In order for us to be able to help you better, could you ask this with a minimal REPRoducible EXample (reprex)? A reprex makes it much easier for others to understand your issue and figure out how to help.
If you have problems including sample data in your reprex, you can check this blog post by Mara
I've tried to figure our reprex, but it seems like my time variable is causing some problems (made with the "zoo" package, as I have month-year data).
I've added the output from head(mydata) from a reduced data set containing the variables relevant to constructing the rate, i.e. time, intervention, dead, and regpop.

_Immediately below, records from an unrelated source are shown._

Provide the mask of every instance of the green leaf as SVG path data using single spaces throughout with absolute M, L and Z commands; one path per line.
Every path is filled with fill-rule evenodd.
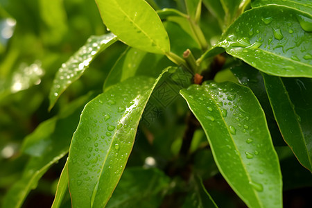
M 173 9 L 165 8 L 160 10 L 157 10 L 158 16 L 159 16 L 161 19 L 167 19 L 168 17 L 182 17 L 187 18 L 188 16 L 180 11 Z
M 31 189 L 37 187 L 44 173 L 67 153 L 71 136 L 78 125 L 81 104 L 85 103 L 89 98 L 89 96 L 86 96 L 73 101 L 69 105 L 69 107 L 75 110 L 73 113 L 66 118 L 58 118 L 56 123 L 54 123 L 55 117 L 47 120 L 37 127 L 38 130 L 36 130 L 25 139 L 23 144 L 24 152 L 31 153 L 31 150 L 36 152 L 31 153 L 34 156 L 30 158 L 21 178 L 8 191 L 4 198 L 3 207 L 20 207 Z M 78 107 L 75 108 L 74 106 Z M 57 116 L 62 117 L 61 115 Z M 49 126 L 52 126 L 55 130 L 49 130 Z M 39 132 L 39 130 L 42 132 Z M 40 145 L 42 147 L 40 147 Z
M 250 0 L 220 0 L 225 12 L 225 21 L 229 26 L 244 10 Z
M 281 207 L 281 175 L 264 113 L 251 90 L 204 83 L 180 94 L 202 125 L 220 172 L 250 207 Z
M 135 76 L 146 76 L 157 78 L 162 69 L 171 64 L 164 55 L 150 53 L 135 49 L 128 48 L 122 53 L 110 71 L 103 85 L 104 92 L 118 83 Z M 148 70 L 146 70 L 148 66 Z
M 298 18 L 301 20 L 298 20 Z M 312 17 L 281 6 L 266 6 L 244 12 L 221 41 L 201 60 L 220 53 L 243 60 L 271 75 L 312 77 Z
M 85 106 L 69 150 L 73 207 L 106 205 L 125 168 L 144 109 L 160 77 L 156 81 L 146 76 L 131 78 Z
M 311 0 L 253 0 L 252 7 L 262 6 L 268 4 L 277 4 L 289 6 L 308 14 L 312 14 Z
M 218 207 L 198 177 L 193 177 L 191 182 L 193 190 L 187 196 L 182 208 Z
M 68 189 L 68 163 L 67 161 L 64 166 L 60 180 L 58 183 L 58 189 L 56 190 L 55 196 L 54 198 L 53 203 L 51 208 L 58 208 L 61 205 L 62 201 L 64 198 L 67 189 Z
M 312 171 L 312 80 L 263 73 L 281 133 L 299 162 Z
M 104 24 L 130 46 L 150 53 L 170 52 L 167 33 L 156 12 L 142 0 L 96 0 Z
M 64 91 L 83 75 L 96 55 L 116 41 L 116 35 L 112 33 L 91 36 L 83 46 L 62 64 L 50 90 L 49 110 L 53 107 Z
M 156 168 L 126 168 L 105 207 L 159 207 L 169 181 Z

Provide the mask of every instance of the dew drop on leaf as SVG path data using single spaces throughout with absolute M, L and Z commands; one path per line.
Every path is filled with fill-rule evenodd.
M 254 140 L 253 140 L 252 139 L 250 139 L 250 138 L 248 138 L 248 139 L 247 139 L 247 140 L 246 140 L 246 143 L 247 143 L 247 144 L 250 144 L 250 143 L 252 143 L 252 141 L 254 141 Z
M 284 38 L 284 35 L 281 33 L 281 29 L 273 28 L 273 35 L 274 37 L 275 37 L 276 40 L 281 40 Z
M 208 119 L 208 120 L 209 120 L 209 121 L 214 121 L 214 118 L 213 117 L 213 116 L 206 116 L 206 118 Z
M 262 184 L 255 182 L 249 182 L 249 184 L 257 191 L 263 191 L 263 187 Z
M 262 18 L 261 19 L 265 24 L 269 24 L 270 23 L 271 23 L 272 20 L 273 20 L 272 17 Z
M 230 125 L 229 126 L 229 132 L 231 134 L 232 134 L 232 135 L 236 135 L 236 129 L 234 126 Z

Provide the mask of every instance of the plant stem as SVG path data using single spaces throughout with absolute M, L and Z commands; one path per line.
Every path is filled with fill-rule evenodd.
M 198 73 L 198 65 L 196 64 L 196 60 L 189 49 L 187 49 L 183 53 L 183 58 L 195 73 Z
M 189 67 L 187 64 L 187 62 L 177 54 L 170 51 L 169 53 L 166 53 L 165 55 L 171 61 L 172 61 L 177 65 L 183 65 L 188 69 L 189 68 Z

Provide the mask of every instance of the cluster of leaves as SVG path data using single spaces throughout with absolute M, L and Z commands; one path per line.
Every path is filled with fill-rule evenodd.
M 3 207 L 67 153 L 52 207 L 242 203 L 209 189 L 220 175 L 249 207 L 311 187 L 311 1 L 87 1 L 23 3 L 43 21 L 29 28 L 1 1 L 0 186 L 19 178 Z M 77 8 L 89 19 L 67 19 Z M 85 34 L 100 35 L 77 49 Z M 51 112 L 38 114 L 48 93 Z

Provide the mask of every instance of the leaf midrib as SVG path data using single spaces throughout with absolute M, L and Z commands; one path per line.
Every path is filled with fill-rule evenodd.
M 202 89 L 202 89 L 202 87 L 202 87 Z M 204 90 L 204 91 L 205 91 L 205 90 Z M 222 118 L 222 120 L 223 121 L 223 123 L 225 124 L 226 128 L 227 128 L 227 133 L 229 134 L 229 137 L 231 137 L 231 139 L 232 139 L 232 142 L 233 142 L 233 144 L 234 144 L 234 146 L 235 149 L 239 153 L 239 150 L 238 150 L 236 144 L 235 142 L 234 141 L 233 137 L 232 136 L 232 134 L 231 134 L 230 132 L 229 132 L 229 128 L 227 127 L 227 123 L 226 123 L 226 122 L 225 122 L 225 120 L 224 119 L 223 116 L 222 116 L 222 112 L 220 112 L 220 108 L 219 108 L 219 107 L 218 106 L 216 100 L 212 97 L 211 95 L 210 95 L 210 94 L 209 94 L 209 92 L 208 92 L 207 94 L 208 94 L 208 95 L 209 96 L 209 97 L 211 98 L 212 101 L 214 103 L 215 106 L 216 106 L 216 107 L 217 107 L 217 109 L 218 109 L 218 112 L 219 112 L 219 114 L 220 115 L 220 116 L 221 116 L 221 118 Z M 186 99 L 186 100 L 187 100 L 187 104 L 188 104 L 189 108 L 190 108 L 191 110 L 193 112 L 193 113 L 194 114 L 194 115 L 196 116 L 196 114 L 193 111 L 193 110 L 192 110 L 192 108 L 191 107 L 191 106 L 189 106 L 189 102 L 187 101 L 187 99 Z M 197 116 L 196 116 L 196 118 L 197 118 Z M 203 125 L 203 123 L 202 123 L 202 121 L 200 121 L 200 119 L 198 119 L 198 121 L 200 123 L 200 124 L 201 124 L 202 126 L 205 126 L 205 125 Z M 206 130 L 206 128 L 204 128 L 203 129 L 204 129 L 204 131 L 205 132 L 205 134 L 207 135 L 209 135 L 209 134 L 207 133 L 207 130 Z M 211 147 L 211 148 L 213 149 L 212 147 Z M 240 155 L 241 155 L 241 154 L 240 154 Z M 248 180 L 249 180 L 250 182 L 251 182 L 252 180 L 251 180 L 251 178 L 250 178 L 250 175 L 248 174 L 248 172 L 247 171 L 246 167 L 245 167 L 244 163 L 243 162 L 243 159 L 242 159 L 241 157 L 239 157 L 239 156 L 238 157 L 239 158 L 239 160 L 241 161 L 241 164 L 242 164 L 242 166 L 243 166 L 243 169 L 244 169 L 245 171 L 246 175 L 247 175 L 247 177 L 248 177 Z M 223 172 L 222 170 L 220 170 L 220 172 Z M 224 175 L 226 175 L 225 174 L 224 174 Z M 225 176 L 225 175 L 224 175 L 223 177 L 225 177 L 225 178 L 227 178 L 227 177 L 226 177 L 226 176 Z M 227 178 L 227 180 L 228 180 L 228 178 Z M 232 187 L 232 186 L 231 186 L 231 187 Z M 236 189 L 234 188 L 234 187 L 232 187 L 232 189 Z M 254 190 L 253 188 L 252 188 L 252 190 L 253 191 L 253 192 L 254 192 L 254 196 L 255 196 L 256 198 L 258 200 L 258 204 L 260 205 L 260 207 L 261 207 L 261 204 L 260 203 L 259 198 L 259 196 L 258 196 L 257 193 L 255 191 L 255 190 Z M 242 197 L 242 198 L 243 198 L 243 197 Z M 248 201 L 249 201 L 249 200 L 248 200 Z

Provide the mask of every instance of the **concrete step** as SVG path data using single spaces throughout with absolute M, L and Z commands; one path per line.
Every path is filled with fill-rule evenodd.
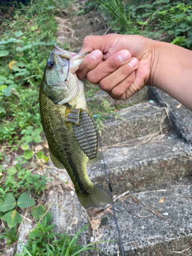
M 69 25 L 68 28 L 73 30 L 77 30 L 82 29 L 91 26 L 95 25 L 98 23 L 101 23 L 101 22 L 102 20 L 101 16 L 97 16 L 86 19 L 85 20 L 76 23 L 73 23 L 71 25 Z
M 55 231 L 61 233 L 65 230 L 69 234 L 75 234 L 89 222 L 88 215 L 95 230 L 90 226 L 80 234 L 78 242 L 88 244 L 91 237 L 94 241 L 114 240 L 116 241 L 108 245 L 107 243 L 99 244 L 99 248 L 108 256 L 119 255 L 120 249 L 112 207 L 104 210 L 91 208 L 84 211 L 70 182 L 66 183 L 69 179 L 67 176 L 63 172 L 58 173 L 55 170 L 54 173 L 59 175 L 62 180 L 57 182 L 64 192 L 59 194 L 50 209 L 53 222 L 55 223 Z M 175 256 L 179 255 L 177 251 L 185 253 L 184 255 L 191 255 L 191 181 L 188 179 L 182 184 L 169 183 L 135 191 L 115 202 L 125 255 Z M 119 183 L 119 186 L 121 184 Z M 53 190 L 51 190 L 49 195 L 46 194 L 46 202 L 54 200 L 56 192 L 54 194 Z M 106 218 L 106 223 L 99 226 L 104 218 Z M 182 252 L 184 250 L 186 251 Z
M 95 85 L 93 84 L 93 87 L 95 87 Z M 143 101 L 148 101 L 150 97 L 148 94 L 148 87 L 146 86 L 133 97 L 126 100 L 116 100 L 104 91 L 99 91 L 95 93 L 95 96 L 93 97 L 86 99 L 87 102 L 91 108 L 92 104 L 95 104 L 96 102 L 98 105 L 101 105 L 103 100 L 107 100 L 111 106 L 115 108 L 117 108 L 117 106 L 120 107 L 126 105 L 130 106 Z
M 98 24 L 90 26 L 89 27 L 87 27 L 83 29 L 65 33 L 65 34 L 58 33 L 58 36 L 62 36 L 63 38 L 65 37 L 67 39 L 70 39 L 71 38 L 73 38 L 74 37 L 82 37 L 82 36 L 84 37 L 86 35 L 90 35 L 93 33 L 102 30 L 105 28 L 105 25 L 104 24 L 102 23 L 98 23 Z
M 68 19 L 68 21 L 70 23 L 77 23 L 78 22 L 87 20 L 90 18 L 94 18 L 95 17 L 97 17 L 97 12 L 91 12 L 89 13 L 86 13 L 86 14 L 83 14 L 80 16 L 76 16 L 75 17 L 70 18 Z
M 191 146 L 175 135 L 164 135 L 153 138 L 150 135 L 105 149 L 105 162 L 115 195 L 191 175 Z M 107 188 L 103 163 L 88 167 L 91 180 Z
M 141 103 L 116 112 L 115 116 L 103 122 L 101 141 L 103 146 L 145 136 L 171 127 L 165 107 L 156 103 Z
M 192 112 L 160 89 L 149 87 L 152 98 L 161 106 L 168 106 L 175 132 L 188 143 L 192 141 Z

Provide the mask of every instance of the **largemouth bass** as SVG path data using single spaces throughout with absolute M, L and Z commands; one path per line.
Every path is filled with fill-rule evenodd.
M 40 87 L 40 113 L 53 164 L 66 169 L 83 207 L 103 208 L 112 203 L 112 198 L 92 182 L 87 171 L 87 164 L 94 164 L 103 157 L 97 150 L 97 131 L 83 83 L 75 73 L 87 54 L 78 55 L 54 45 Z

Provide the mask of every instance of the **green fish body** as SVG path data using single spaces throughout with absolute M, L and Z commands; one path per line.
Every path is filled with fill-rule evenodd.
M 83 83 L 75 73 L 84 56 L 54 45 L 40 87 L 40 113 L 53 164 L 66 169 L 82 206 L 103 208 L 112 200 L 91 182 L 87 171 L 87 163 L 94 164 L 103 156 L 97 150 L 96 130 Z

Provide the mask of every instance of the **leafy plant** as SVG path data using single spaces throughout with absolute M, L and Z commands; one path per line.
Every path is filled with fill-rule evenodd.
M 48 212 L 50 214 L 50 212 Z M 50 218 L 51 217 L 51 218 Z M 49 256 L 77 256 L 81 252 L 90 249 L 99 249 L 93 247 L 92 245 L 98 243 L 107 241 L 91 243 L 85 246 L 77 244 L 78 236 L 89 225 L 82 227 L 72 238 L 62 232 L 62 234 L 54 232 L 54 224 L 49 225 L 52 216 L 49 218 L 45 217 L 40 223 L 36 222 L 37 226 L 30 232 L 29 240 L 27 246 L 23 245 L 22 253 L 17 253 L 16 256 L 37 256 L 47 255 Z M 56 238 L 58 238 L 57 239 Z
M 99 8 L 119 33 L 141 34 L 192 49 L 191 6 L 192 1 L 90 0 L 86 10 Z
M 6 212 L 3 216 L 2 219 L 7 223 L 10 228 L 15 227 L 17 223 L 20 223 L 23 221 L 18 211 L 15 209 L 12 210 L 16 205 L 20 208 L 26 208 L 35 204 L 34 199 L 29 199 L 29 194 L 25 192 L 20 195 L 17 203 L 15 197 L 11 193 L 7 194 L 4 197 L 4 200 L 0 204 L 0 212 Z
M 15 225 L 14 227 L 10 228 L 9 230 L 6 227 L 4 227 L 6 232 L 1 234 L 0 239 L 2 239 L 3 238 L 6 239 L 7 240 L 7 245 L 8 246 L 13 244 L 18 239 L 18 237 L 16 236 L 17 227 L 17 226 Z

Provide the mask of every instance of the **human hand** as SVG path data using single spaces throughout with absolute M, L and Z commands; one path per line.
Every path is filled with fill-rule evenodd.
M 147 84 L 152 49 L 139 35 L 111 34 L 84 38 L 81 54 L 91 52 L 76 73 L 88 78 L 115 99 L 126 99 Z

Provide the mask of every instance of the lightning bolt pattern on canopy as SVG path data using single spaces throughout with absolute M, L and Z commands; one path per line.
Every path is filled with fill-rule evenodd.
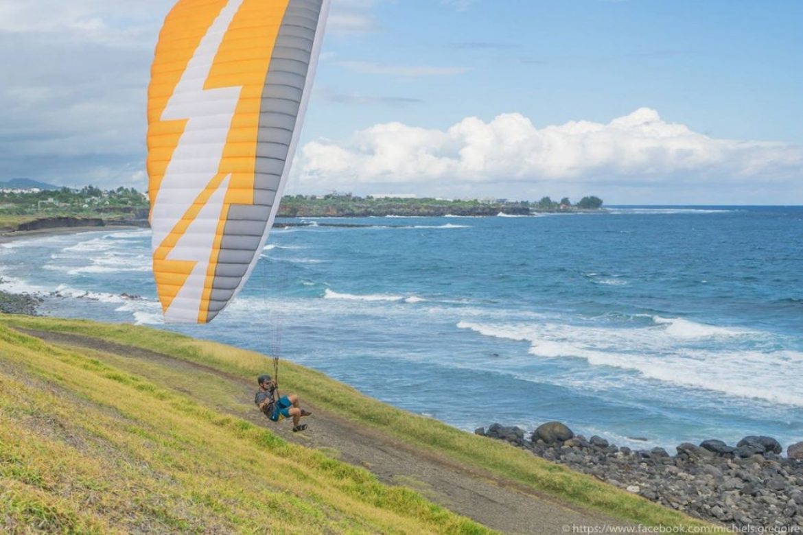
M 153 274 L 165 321 L 206 323 L 267 240 L 329 0 L 180 0 L 148 90 Z

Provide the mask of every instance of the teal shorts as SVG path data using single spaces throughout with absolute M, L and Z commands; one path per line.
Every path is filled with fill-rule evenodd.
M 274 422 L 278 422 L 283 418 L 290 418 L 290 408 L 292 406 L 293 403 L 287 396 L 283 395 L 279 398 L 273 405 L 273 413 L 271 415 L 271 419 Z

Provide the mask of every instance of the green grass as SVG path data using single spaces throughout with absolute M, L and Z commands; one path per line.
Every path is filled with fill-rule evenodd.
M 22 316 L 0 317 L 2 322 L 32 329 L 81 334 L 150 349 L 188 362 L 204 364 L 249 381 L 270 367 L 265 357 L 257 353 L 198 341 L 168 331 L 129 325 Z M 30 340 L 27 342 L 33 343 Z M 133 362 L 133 359 L 129 360 Z M 137 362 L 137 373 L 150 377 L 152 381 L 157 383 L 168 382 L 180 390 L 192 389 L 184 374 L 165 371 L 155 364 Z M 675 529 L 673 533 L 694 533 L 695 528 L 709 525 L 590 476 L 544 461 L 526 451 L 499 442 L 494 442 L 491 445 L 488 442 L 491 439 L 393 408 L 313 370 L 283 361 L 280 379 L 286 391 L 298 392 L 304 399 L 359 424 L 373 428 L 413 447 L 442 455 L 463 465 L 485 471 L 491 477 L 514 481 L 536 492 L 549 494 L 626 521 L 671 526 Z M 228 388 L 230 389 L 230 386 Z M 214 405 L 235 411 L 252 410 L 242 402 L 233 400 L 225 384 L 210 383 L 209 392 L 210 403 Z

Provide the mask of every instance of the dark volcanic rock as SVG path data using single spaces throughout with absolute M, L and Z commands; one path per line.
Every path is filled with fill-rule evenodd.
M 742 446 L 759 450 L 759 453 L 781 453 L 784 451 L 778 441 L 770 436 L 745 436 L 736 444 L 736 448 Z
M 476 431 L 480 431 L 481 429 L 482 428 Z M 516 446 L 524 445 L 524 430 L 516 426 L 505 427 L 499 424 L 493 424 L 488 428 L 487 432 L 485 432 L 485 436 L 510 442 Z
M 548 422 L 538 426 L 532 436 L 533 442 L 544 440 L 548 444 L 563 443 L 574 438 L 574 432 L 560 422 Z
M 521 436 L 518 428 L 495 426 L 487 436 L 514 444 Z M 550 422 L 523 447 L 614 487 L 725 525 L 734 533 L 803 527 L 803 462 L 791 455 L 803 456 L 803 443 L 790 448 L 789 458 L 777 453 L 777 441 L 760 436 L 745 437 L 737 448 L 716 440 L 700 446 L 683 443 L 677 447 L 678 454 L 670 456 L 662 448 L 620 449 L 599 436 L 560 440 L 570 433 L 563 424 Z
M 786 448 L 786 455 L 789 459 L 799 459 L 803 460 L 803 442 L 793 444 Z
M 690 442 L 684 442 L 682 444 L 679 444 L 677 449 L 679 456 L 685 456 L 689 459 L 710 457 L 714 455 L 708 450 L 700 448 L 699 446 L 695 446 Z
M 2 279 L 0 279 L 2 282 Z M 0 290 L 0 314 L 21 314 L 35 316 L 42 298 L 27 294 L 8 294 Z
M 722 440 L 703 440 L 700 443 L 700 448 L 704 448 L 717 455 L 730 455 L 736 451 L 733 446 L 728 446 Z

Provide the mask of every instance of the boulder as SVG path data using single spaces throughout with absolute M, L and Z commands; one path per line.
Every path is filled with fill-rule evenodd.
M 756 436 L 752 435 L 745 436 L 736 444 L 736 448 L 740 446 L 749 446 L 750 448 L 759 449 L 760 450 L 759 453 L 781 453 L 784 451 L 784 448 L 781 447 L 781 444 L 771 436 Z
M 688 457 L 689 459 L 699 459 L 700 457 L 711 457 L 713 456 L 713 453 L 707 449 L 695 446 L 689 442 L 684 442 L 681 444 L 678 444 L 678 455 Z
M 560 422 L 547 422 L 538 426 L 532 432 L 533 442 L 541 440 L 548 444 L 562 444 L 574 438 L 574 433 Z
M 737 457 L 748 459 L 754 455 L 761 455 L 764 453 L 764 448 L 760 446 L 756 446 L 755 444 L 744 444 L 737 447 L 736 451 L 733 453 Z
M 485 436 L 520 446 L 524 444 L 524 431 L 517 426 L 506 427 L 499 424 L 494 424 L 488 428 L 488 431 L 485 433 Z
M 793 444 L 786 448 L 786 455 L 789 459 L 798 459 L 803 460 L 803 442 Z
M 666 452 L 662 448 L 653 448 L 650 450 L 650 459 L 661 459 L 664 457 L 668 457 L 669 453 Z
M 722 440 L 703 440 L 700 443 L 700 448 L 704 448 L 711 453 L 716 455 L 729 455 L 736 451 L 733 446 L 728 446 Z

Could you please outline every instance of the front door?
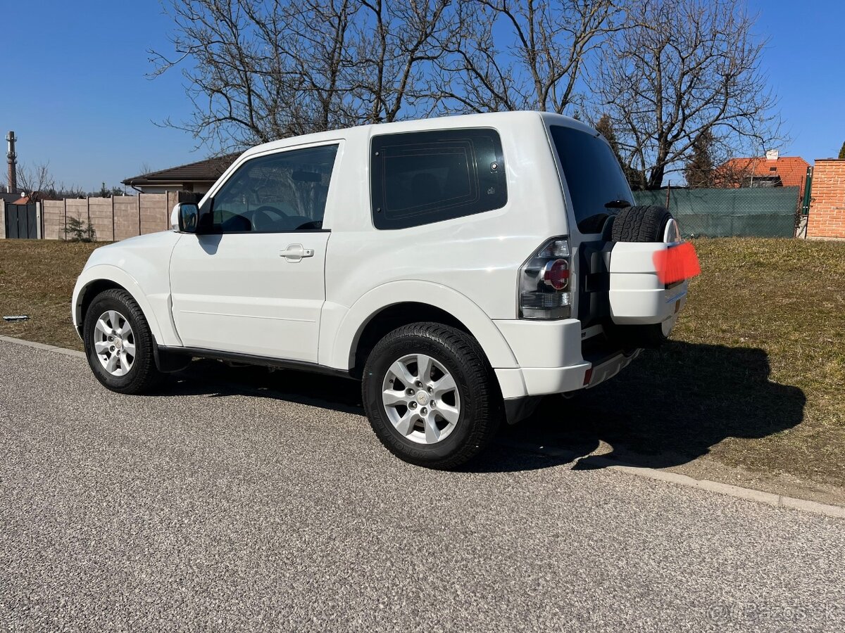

Hope this is helpfull, despite my improvement potential in R:
> library("datapasta")
> head(GP_subset_reduced)
# A tibble: 6 x 10
id region year intervention dead month regpop suiciderate post_2016 time
<dbl> <fct> <int> <fct> <int> <int> <dbl> <dbl> <fct> <S3: yearmon>
1 1 1 2012 0 3 1 844511 0.355 0 Jan 2012
2 2 1 2012 0 4 2 844511 0.474 0 Feb 2012
3 3 1 2012 0 17 3 844511 2.01 0 Mar 2012
4 4 1 2012 0 21 4 844511 2.49 0 Apr 2012
5 5 1 2012 0 12 5 844511 1.42 0 May 2012
6 6 1 2012 0 11 6 844511 1.30 0 Jun 2012
> options(dplyr.width = Inf)
> dpasta(GP_subset_reduced)
Error in strrep(" ", char_length - nchar(char_vec)) :
invalid 'times' value
In addition: Warning message:
In tribble_construct(input_table, oc = output_context) :
Column(s) 2,4,9 have been converted from factor to character in tribble output.